By Maggie Boleyn
To Charles Gladue, studying and learning from history is essential to avoid repeating past mistakes. He quotes Santayana, “Those who cannot remember the past are condemned to repeat it.” Gladue uses his love of history to inform his service to Hazel Park residents. Among his many roles, he is President of the Hazel Park Historical Society, a 501(c)3 nonprofit.
“I was drawn to preserving our city’s history because, first and foremost, I am a history nut,” he said. Gladue adds he was excited to have the opportunity to help establish Hazel Park’s Historical Museum, along with his fellow Commissioners. Gladue, a resident of Hazel Park for 24 years, has logged hundreds of volunteer hours, serving on the Planning Commission, Zoning Board of Appeals, Tax Review Board, and Historical Commission and Museum. He grew up in Oak Park and attended Ferndale High School.
Gladue is imbued with a strong volunteer spirit and carries that to his quest for City Council. “I am running for City Council because I believe we need a more balanced Council,” he said. “I believe serving is more than just attending the one or two meetings a month that are held. You have to get out and volunteer and interact.” In addition to his service to the City through boards and commissions, Gladue chairs the Hazel Park Lions Club Memorial Day weekend.

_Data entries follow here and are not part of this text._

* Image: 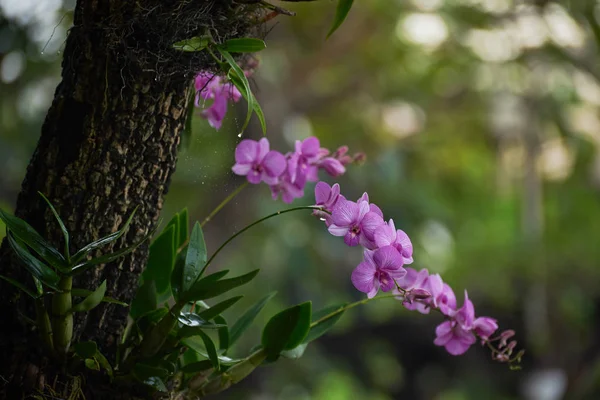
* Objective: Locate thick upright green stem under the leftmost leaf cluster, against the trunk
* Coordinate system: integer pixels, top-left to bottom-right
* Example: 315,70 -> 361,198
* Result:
52,276 -> 73,357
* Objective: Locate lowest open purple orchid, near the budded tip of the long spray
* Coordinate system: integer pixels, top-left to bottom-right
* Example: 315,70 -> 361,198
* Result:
433,291 -> 476,356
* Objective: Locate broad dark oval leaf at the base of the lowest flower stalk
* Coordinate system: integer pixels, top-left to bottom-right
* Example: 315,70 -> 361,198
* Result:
261,301 -> 311,361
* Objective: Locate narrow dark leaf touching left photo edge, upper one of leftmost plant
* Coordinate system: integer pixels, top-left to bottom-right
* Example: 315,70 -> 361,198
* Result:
0,209 -> 69,270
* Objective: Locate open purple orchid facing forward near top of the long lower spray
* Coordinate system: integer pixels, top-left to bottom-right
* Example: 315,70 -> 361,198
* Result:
329,199 -> 383,249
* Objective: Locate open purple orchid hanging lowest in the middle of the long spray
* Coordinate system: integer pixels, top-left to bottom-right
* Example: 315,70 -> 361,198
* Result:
351,246 -> 406,298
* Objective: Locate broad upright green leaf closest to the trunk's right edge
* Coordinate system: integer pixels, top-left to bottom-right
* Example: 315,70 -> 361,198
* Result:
142,226 -> 177,293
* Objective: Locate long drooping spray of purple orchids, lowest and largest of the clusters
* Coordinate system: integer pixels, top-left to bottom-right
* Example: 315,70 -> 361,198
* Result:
315,182 -> 523,364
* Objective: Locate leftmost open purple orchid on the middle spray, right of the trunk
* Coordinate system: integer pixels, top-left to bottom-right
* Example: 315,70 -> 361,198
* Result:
232,138 -> 286,185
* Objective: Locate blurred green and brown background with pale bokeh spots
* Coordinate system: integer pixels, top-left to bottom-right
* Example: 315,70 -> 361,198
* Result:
0,0 -> 600,400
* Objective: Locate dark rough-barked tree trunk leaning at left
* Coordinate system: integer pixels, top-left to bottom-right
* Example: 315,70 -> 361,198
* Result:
0,0 -> 247,399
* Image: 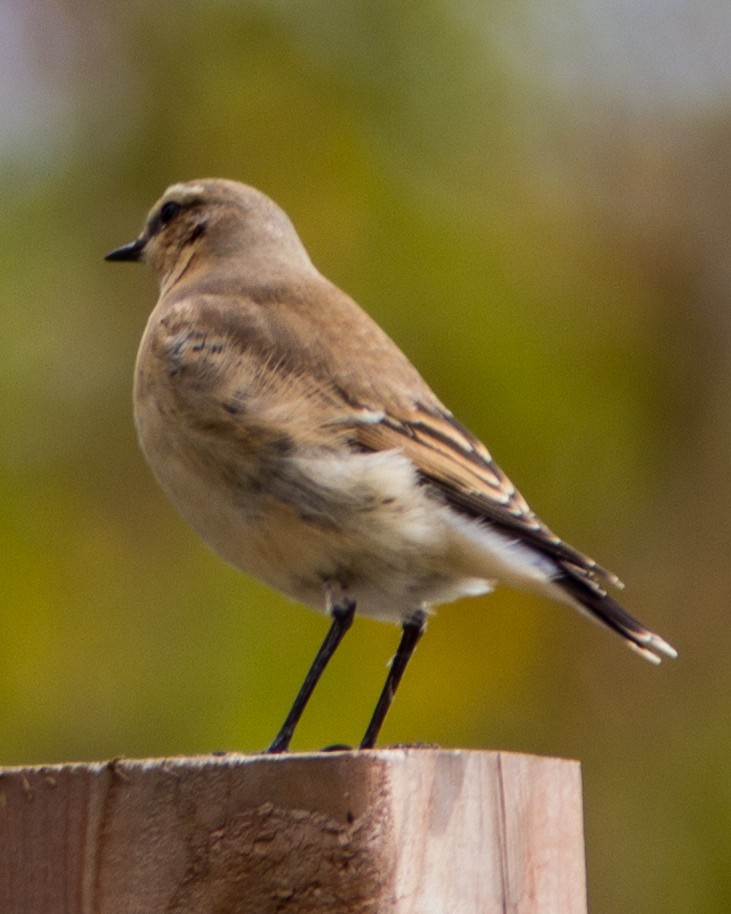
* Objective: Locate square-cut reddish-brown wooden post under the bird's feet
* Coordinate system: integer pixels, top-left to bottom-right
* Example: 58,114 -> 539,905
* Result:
0,748 -> 586,914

“This interaction with the community has allowed me to get a good sense of what our residents want to see in our city and more importantly, what they don’t want to see,” Gladue said.
WHEN ASKED WHAT PLANS HE ENVISIONS FOR HAZEL PARK, Gladue responded, “I would like to see Hazel Park transform back to a city with a vibrant, established downtown. We had it at one time, and if we would have not torn it all down from the ‘60s to the ‘90s in favor of strip malls, I firmly believe we would be sitting where Ferndale and Royal Oak are right now.”

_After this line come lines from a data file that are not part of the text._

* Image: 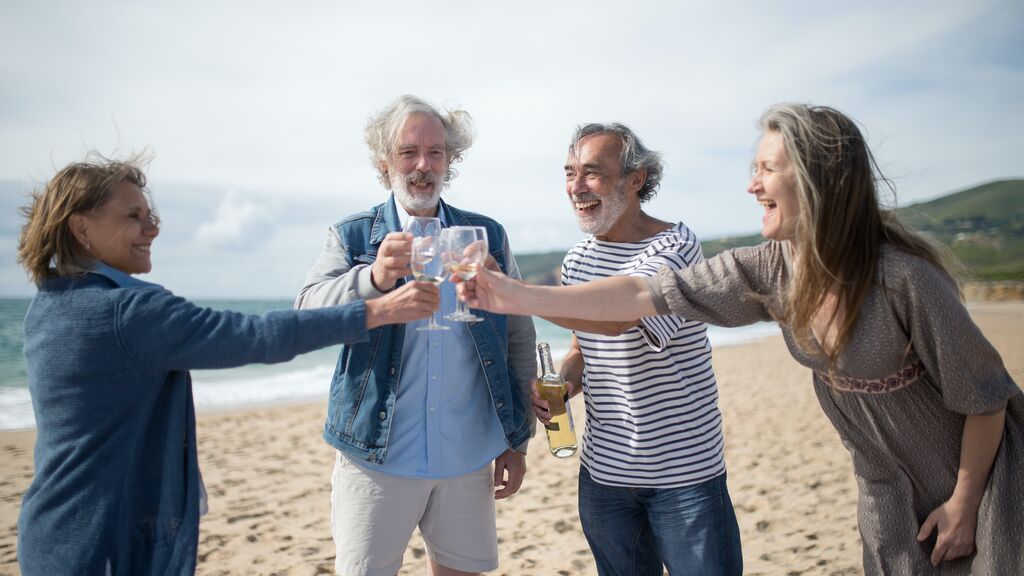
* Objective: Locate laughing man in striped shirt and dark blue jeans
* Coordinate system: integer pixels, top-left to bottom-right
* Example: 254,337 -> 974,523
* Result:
534,124 -> 742,576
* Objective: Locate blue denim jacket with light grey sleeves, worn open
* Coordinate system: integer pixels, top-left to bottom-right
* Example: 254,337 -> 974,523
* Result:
295,197 -> 537,463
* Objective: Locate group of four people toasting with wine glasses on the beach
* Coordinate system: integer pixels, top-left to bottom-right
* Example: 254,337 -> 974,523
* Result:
12,91 -> 1024,576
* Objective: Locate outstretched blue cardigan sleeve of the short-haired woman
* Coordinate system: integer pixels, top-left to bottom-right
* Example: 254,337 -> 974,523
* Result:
117,289 -> 368,370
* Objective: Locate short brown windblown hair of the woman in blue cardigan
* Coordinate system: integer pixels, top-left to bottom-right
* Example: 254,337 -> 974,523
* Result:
17,153 -> 160,286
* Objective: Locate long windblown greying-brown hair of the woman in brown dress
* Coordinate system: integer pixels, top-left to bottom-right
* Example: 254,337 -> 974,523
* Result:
759,104 -> 958,364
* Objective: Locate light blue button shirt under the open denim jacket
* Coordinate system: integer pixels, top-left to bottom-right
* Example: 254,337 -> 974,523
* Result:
353,202 -> 508,479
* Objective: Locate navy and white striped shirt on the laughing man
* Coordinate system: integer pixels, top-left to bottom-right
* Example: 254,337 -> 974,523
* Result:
562,222 -> 725,488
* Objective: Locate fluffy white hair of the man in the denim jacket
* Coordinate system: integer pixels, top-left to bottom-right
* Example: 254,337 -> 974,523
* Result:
364,94 -> 473,190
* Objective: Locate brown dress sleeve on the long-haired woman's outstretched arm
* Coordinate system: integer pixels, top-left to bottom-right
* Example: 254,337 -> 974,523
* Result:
649,242 -> 783,327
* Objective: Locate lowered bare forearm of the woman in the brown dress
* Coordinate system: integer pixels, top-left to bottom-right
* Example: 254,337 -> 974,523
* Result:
953,408 -> 1007,506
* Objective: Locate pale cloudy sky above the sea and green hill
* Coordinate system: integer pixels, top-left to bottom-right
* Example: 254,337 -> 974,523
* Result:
0,0 -> 1024,298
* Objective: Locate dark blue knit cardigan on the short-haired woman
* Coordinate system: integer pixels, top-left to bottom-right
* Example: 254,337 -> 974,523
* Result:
17,264 -> 367,576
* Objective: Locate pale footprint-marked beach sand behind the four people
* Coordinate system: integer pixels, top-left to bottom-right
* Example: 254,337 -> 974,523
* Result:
0,302 -> 1024,576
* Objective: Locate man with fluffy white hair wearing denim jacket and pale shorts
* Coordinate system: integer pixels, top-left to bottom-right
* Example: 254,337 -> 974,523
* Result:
295,95 -> 537,576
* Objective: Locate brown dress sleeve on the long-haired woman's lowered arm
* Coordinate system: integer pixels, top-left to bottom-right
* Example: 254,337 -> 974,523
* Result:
884,252 -> 1020,414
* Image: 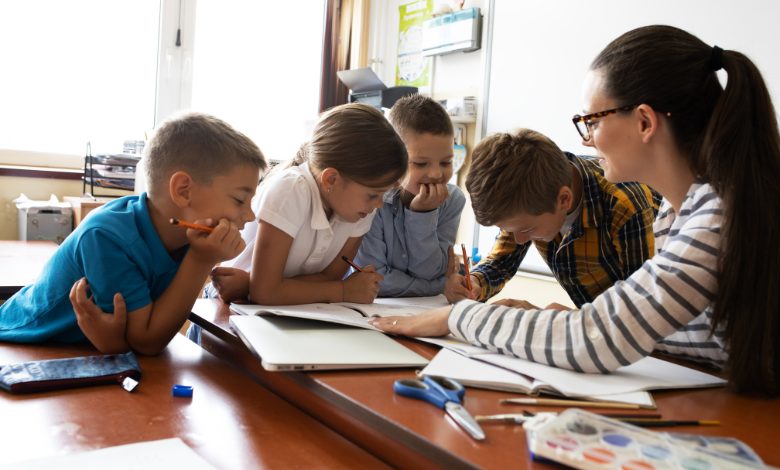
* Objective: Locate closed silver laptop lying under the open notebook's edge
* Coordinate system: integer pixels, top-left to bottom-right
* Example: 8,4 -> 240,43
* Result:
230,315 -> 428,370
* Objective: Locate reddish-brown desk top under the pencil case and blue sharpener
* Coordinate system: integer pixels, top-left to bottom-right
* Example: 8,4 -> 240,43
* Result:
0,335 -> 384,468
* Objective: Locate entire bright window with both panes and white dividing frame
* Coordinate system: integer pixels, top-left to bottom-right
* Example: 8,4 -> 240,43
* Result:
0,0 -> 325,167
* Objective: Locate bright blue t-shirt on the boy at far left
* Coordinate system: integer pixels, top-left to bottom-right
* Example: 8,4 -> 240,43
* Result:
0,193 -> 186,343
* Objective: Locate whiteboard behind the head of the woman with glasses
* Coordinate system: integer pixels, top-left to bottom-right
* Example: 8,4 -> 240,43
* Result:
487,0 -> 780,153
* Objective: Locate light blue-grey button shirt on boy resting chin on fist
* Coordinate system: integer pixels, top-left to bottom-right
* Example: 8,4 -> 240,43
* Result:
355,184 -> 466,297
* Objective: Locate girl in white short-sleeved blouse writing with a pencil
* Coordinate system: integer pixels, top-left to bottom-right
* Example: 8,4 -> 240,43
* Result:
212,103 -> 408,305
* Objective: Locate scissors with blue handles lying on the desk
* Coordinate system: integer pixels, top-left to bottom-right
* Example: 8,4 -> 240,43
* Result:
393,375 -> 485,441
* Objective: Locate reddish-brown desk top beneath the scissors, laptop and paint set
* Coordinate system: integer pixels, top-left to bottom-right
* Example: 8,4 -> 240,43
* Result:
190,299 -> 780,468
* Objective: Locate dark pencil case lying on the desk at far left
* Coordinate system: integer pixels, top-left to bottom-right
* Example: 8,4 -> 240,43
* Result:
0,351 -> 141,393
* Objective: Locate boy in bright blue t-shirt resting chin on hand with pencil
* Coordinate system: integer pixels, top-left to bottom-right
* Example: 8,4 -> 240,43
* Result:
0,113 -> 266,354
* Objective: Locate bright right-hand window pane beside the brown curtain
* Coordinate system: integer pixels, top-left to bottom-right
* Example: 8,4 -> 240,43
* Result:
191,0 -> 325,160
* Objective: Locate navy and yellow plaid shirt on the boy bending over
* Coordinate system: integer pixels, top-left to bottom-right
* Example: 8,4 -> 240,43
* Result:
472,153 -> 661,307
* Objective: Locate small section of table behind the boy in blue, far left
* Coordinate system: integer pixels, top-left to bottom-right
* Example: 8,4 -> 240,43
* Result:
0,240 -> 59,300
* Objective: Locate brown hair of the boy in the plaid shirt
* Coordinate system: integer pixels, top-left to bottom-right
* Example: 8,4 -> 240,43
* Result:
466,129 -> 572,225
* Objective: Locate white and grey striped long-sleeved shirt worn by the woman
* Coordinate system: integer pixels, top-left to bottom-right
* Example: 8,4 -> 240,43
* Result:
449,183 -> 727,373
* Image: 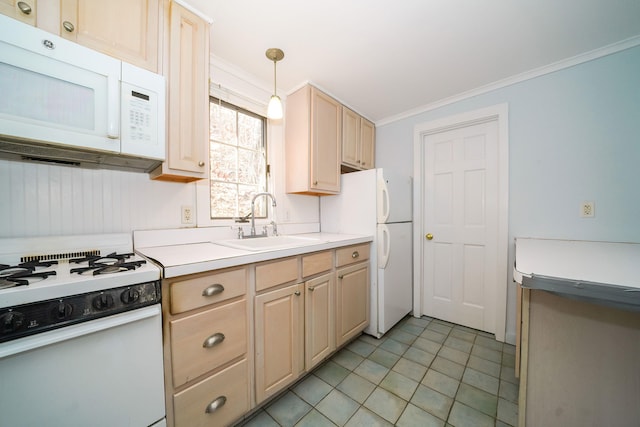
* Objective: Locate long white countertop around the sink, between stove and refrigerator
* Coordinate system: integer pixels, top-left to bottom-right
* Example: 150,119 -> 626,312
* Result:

One City improvement project in the works is the redesign of Scout Park. “I am excited about the upcoming Scout Park re-do, and would like to see that continue, right down to the smaller parks,” Gladue said. City Manager Edward Klobucher and the Hazel Park Recreation Department recently presented the design plan for the future Scout Park Playground. The plan, created by children (with help from Playgrounds by Leathers), was made possible by the SutarSutaruk-Meyer Foundation. The playground will be built “by and for” the community. Construction is scheduled to begin in June.
Gladue hopes that the city does not start playing favorites to specific individuals or businesses as has happened in the past. If so, the city would lose opportunities and not allow itself to diversify. A more balanced City Council would prevent this. The City Council and City administration need to be responsive to the concerns of its citizens, including more opportunities for the public to voice their input.
Gladue concludes, “I believe our residents need to be informed of the past, so we, as a city, do not repeat our past errors. And, believe me, we made a lot of those.”